# Wedding proof books, gallery albums, and designer albums



## NJMAN (Mar 12, 2008)

I spent quite a bit of time searching through and reading old threads about proof books and albums. So, I just wanted to get a fresh idea of what all you experienced wedding photogs are using at the moment.

What are some good vendors that provide proof books/albums reasonably priced but also look very professional and classy? I would like to be able to design my own albums/proof book, then have it printed and shipped to me for resale.

For proof books, Im looking for nice ones that hold 150, 200, and 300 proofs. For gallery albums and designer albums, I am looking for 15-page ones that hold 30 8x10 inch prints, and 10-page ones that hold 20 8x10 inch prints. 

What do you normally spend on these, and how much do you sell them to the client for? 

Any help, suggestions, tips are greatly appreciated.


----------



## JIP (Mar 12, 2008)

Try Albums Inc.

http://www.albumsinc.com/


----------



## NJMAN (Mar 12, 2008)

JIP said:


> Try Albums Inc.
> 
> http://www.albumsinc.com/


 
Thanks JIP.  They seem to be very popular.  There is a lot of choices.  What do you usually offer to your clients as available choices, and how do you price them?


----------



## Big Mike (Mar 13, 2008)

I'm still trying to figure out what I want to offer.  High end albums seem to be something worth looking into...but some less expensive options would be nice as well.

Here are a few sites I've bookmarked lately:
http://www.tap-usa.com/
https://asukabook.com/
http://www.finaoonline.com/index.php
http://www.graphistudio.com/usa/index.html
http://www.artleather.com/
http://www.collages.net/site/Home/tabid/101/Default.aspx


----------



## NJMAN (Mar 13, 2008)

Big Mike said:


> I'm still trying to figure out what I want to offer.
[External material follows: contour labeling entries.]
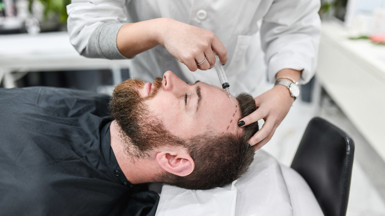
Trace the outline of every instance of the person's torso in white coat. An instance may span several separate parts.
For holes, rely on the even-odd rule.
[[[101,0],[94,0],[93,3],[98,3]],[[73,0],[73,4],[75,1],[76,0]],[[105,4],[110,2],[112,4],[111,7],[115,7],[116,10],[117,5],[116,4],[114,5],[114,2],[120,1],[119,3],[122,3],[121,0],[103,0],[103,1],[104,7],[107,6]],[[290,25],[298,23],[297,21],[301,18],[301,16],[308,16],[311,10],[316,12],[319,4],[316,1],[314,0],[127,0],[125,12],[128,19],[127,22],[128,22],[166,17],[211,31],[223,43],[228,51],[228,60],[224,68],[231,85],[231,93],[235,95],[237,93],[246,92],[255,97],[266,90],[267,75],[269,75],[270,81],[272,82],[278,70],[290,66],[286,67],[283,63],[282,66],[278,66],[279,64],[277,63],[281,62],[275,60],[275,63],[271,64],[276,68],[267,70],[260,33],[264,37],[262,44],[265,43],[264,45],[266,47],[264,48],[266,49],[268,46],[267,44],[279,37],[279,34],[287,33],[288,31],[280,31],[279,28],[284,29],[284,27],[285,27],[288,29]],[[296,4],[308,4],[305,8],[310,12],[296,12],[296,9],[304,10],[304,8],[299,8],[300,6]],[[121,16],[122,15],[116,14],[116,16]],[[302,25],[302,27],[311,26],[313,25],[311,23],[312,22],[317,23],[316,16],[312,18],[313,20],[295,25]],[[262,21],[263,18],[266,18],[268,22],[265,22],[266,24],[264,25],[265,26],[263,27],[260,31],[261,25],[259,24],[262,22],[259,21]],[[269,25],[271,26],[268,26]],[[301,28],[300,26],[293,29],[295,31],[296,29]],[[89,29],[87,31],[90,31],[92,28]],[[268,30],[264,31],[264,29]],[[314,31],[316,32],[316,26],[315,29]],[[310,40],[312,40],[311,36],[309,36]],[[301,37],[298,39],[301,39]],[[278,43],[285,44],[289,42],[287,39],[283,38]],[[311,43],[313,41],[310,42]],[[268,48],[270,49],[270,53],[267,53],[267,56],[268,64],[270,58],[277,56],[275,53],[280,52],[279,49],[281,46],[279,44],[270,46],[271,47]],[[303,53],[303,55],[306,55],[307,53],[312,56],[316,56],[316,48],[306,48],[306,44],[303,46],[297,46],[292,48],[296,47],[299,49],[300,52]],[[282,52],[284,53],[285,51],[284,49]],[[136,55],[131,61],[131,76],[140,77],[146,81],[152,82],[154,77],[161,77],[165,71],[170,70],[189,83],[199,80],[221,86],[215,69],[192,72],[161,45]],[[315,61],[312,59],[308,61]],[[312,71],[315,67],[315,62],[306,62],[304,64],[310,66],[294,64],[295,67],[290,68],[297,67],[293,69],[304,70],[304,72],[310,73],[307,76],[311,77]],[[305,70],[308,68],[310,70]],[[304,79],[308,80],[305,81],[309,79],[306,76]]]

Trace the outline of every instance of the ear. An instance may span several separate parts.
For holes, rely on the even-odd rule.
[[[195,167],[193,160],[183,147],[157,153],[156,162],[165,171],[181,177],[191,174]]]

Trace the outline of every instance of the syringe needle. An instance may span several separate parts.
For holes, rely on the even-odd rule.
[[[230,101],[231,102],[231,104],[232,104],[232,107],[234,107],[234,108],[235,108],[235,106],[234,106],[234,103],[232,103],[232,99],[231,99],[231,95],[230,94],[230,90],[229,90],[229,87],[227,87],[226,88],[226,92],[227,92],[227,95],[229,95],[229,97],[230,98]]]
High end albums seem to be something worth looking into...but some less expensive options would be nice as well.
> 
> Here are a few sites I've bookmarked lately:
> http://www.tap-usa.com/
> ...


 
Thanks Mike!  Ive checked out all of these with the exception of http://www.tap-usa.com/ and http://www.finaoonline.com/index.php.  

Im still trying to decide what I should actually offer that would be most cost effective for me, yet classy and nice looking for the client.  There is just too much choice!


----------